Of course, some will gripe that this means of getting a higher return on our hard-earned money is a tad draconian.

But that is the beauty of enforced savings.

If you start early enough, the effects of compounding will help to enable you to achieve that elusive $1 million nest egg by the time you hit your late 50s.

Then there is the extra 1 percentage point of interest which is paid on the first $60,000 of a CPF member's savings.

That is one benefit not to be sneezed at. For a young saver who tops up his SA regularly, it could mean getting an annual interest payout as high as 5 per cent.

In my 27-year-old nephew's case, every dollar saved in the SA now would snowball to almost $4 by the time he reaches 55 - and he does not even have to take any risks to achieve it.

All he has to do is to wait for compounding to work its magic. It is such a simple way to further grow your retirement nest egg, besides making the regular CPF contributions, that I am surprised the CPF Board hasn't done more to publicise it.

I heard it from the CPF officer who gave me a counselling session only after I turned 55 when I had become too old to take advantage of it.

Ask any investment expert what are the odds of getting a riskless return of 5 per cent year in and year out, and he will tell you that it is nigh on impossible.

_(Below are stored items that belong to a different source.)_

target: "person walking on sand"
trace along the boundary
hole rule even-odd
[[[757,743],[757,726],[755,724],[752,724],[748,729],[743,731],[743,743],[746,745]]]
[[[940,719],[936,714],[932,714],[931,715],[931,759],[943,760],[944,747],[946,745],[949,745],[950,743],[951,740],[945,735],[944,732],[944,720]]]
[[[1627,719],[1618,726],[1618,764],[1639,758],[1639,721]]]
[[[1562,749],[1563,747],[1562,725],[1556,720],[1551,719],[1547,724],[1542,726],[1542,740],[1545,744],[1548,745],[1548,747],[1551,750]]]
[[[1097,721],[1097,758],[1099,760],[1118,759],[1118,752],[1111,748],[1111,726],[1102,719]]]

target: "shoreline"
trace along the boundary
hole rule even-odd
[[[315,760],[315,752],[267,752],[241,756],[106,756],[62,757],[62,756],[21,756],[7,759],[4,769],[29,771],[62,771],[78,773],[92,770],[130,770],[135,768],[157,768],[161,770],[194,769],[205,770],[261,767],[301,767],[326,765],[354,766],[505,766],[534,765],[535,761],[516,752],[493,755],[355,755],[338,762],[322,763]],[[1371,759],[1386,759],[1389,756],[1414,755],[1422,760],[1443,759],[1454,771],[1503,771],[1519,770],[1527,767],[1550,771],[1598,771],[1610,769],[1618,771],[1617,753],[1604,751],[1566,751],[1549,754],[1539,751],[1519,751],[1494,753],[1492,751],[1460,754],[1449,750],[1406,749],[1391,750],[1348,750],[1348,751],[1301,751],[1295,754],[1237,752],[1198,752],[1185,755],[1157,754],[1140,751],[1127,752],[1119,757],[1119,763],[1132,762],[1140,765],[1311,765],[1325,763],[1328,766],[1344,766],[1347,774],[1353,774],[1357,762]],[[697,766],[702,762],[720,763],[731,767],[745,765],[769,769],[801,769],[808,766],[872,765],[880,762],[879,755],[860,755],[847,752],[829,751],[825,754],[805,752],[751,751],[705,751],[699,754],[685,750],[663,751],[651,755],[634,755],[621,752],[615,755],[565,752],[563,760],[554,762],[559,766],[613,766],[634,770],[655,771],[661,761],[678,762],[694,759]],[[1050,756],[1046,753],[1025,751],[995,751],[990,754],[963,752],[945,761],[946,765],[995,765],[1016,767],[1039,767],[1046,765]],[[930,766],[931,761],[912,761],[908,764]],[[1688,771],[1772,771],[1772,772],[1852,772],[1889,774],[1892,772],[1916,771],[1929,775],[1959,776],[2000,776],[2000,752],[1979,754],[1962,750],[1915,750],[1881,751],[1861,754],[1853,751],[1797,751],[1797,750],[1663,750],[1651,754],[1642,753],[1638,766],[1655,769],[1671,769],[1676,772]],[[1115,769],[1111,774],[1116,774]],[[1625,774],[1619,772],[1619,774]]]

I can only concur.

The returns from my SRS account which I have invested in blue chips and bonds work out to only 4.2 per cent a year for the past 15 years.

There is another benefit: At 55, some money will be taken from the SA to form the Full Retirement Sum that will be used to purchase our CPF Life annuity at age 65.

The rest of the money continues to sit in the SA , which behaves like a high-yield savings account that a CPF member can withdraw from anytime for his living expenses.

In the past 20-odd years, the only time that I can recall getting a higher interest rate than the 4 per cent offered by the SA was during the 1998 Asian financial crisis when cash-strapped banks offered me a 6 per cent rate for my $50,000 fixed deposit.

Even then, I had to agree not to withdraw the money until the deposit matured one year later.

All this sounds too good to be true. But it takes great discipline to top up the CPF SA , knowing that once the money is put there, it cannot be withdrawn for a long period of time.

One comforting thought, though: This delayed gratification will ensure that you don't end up eating dog food in your golden years.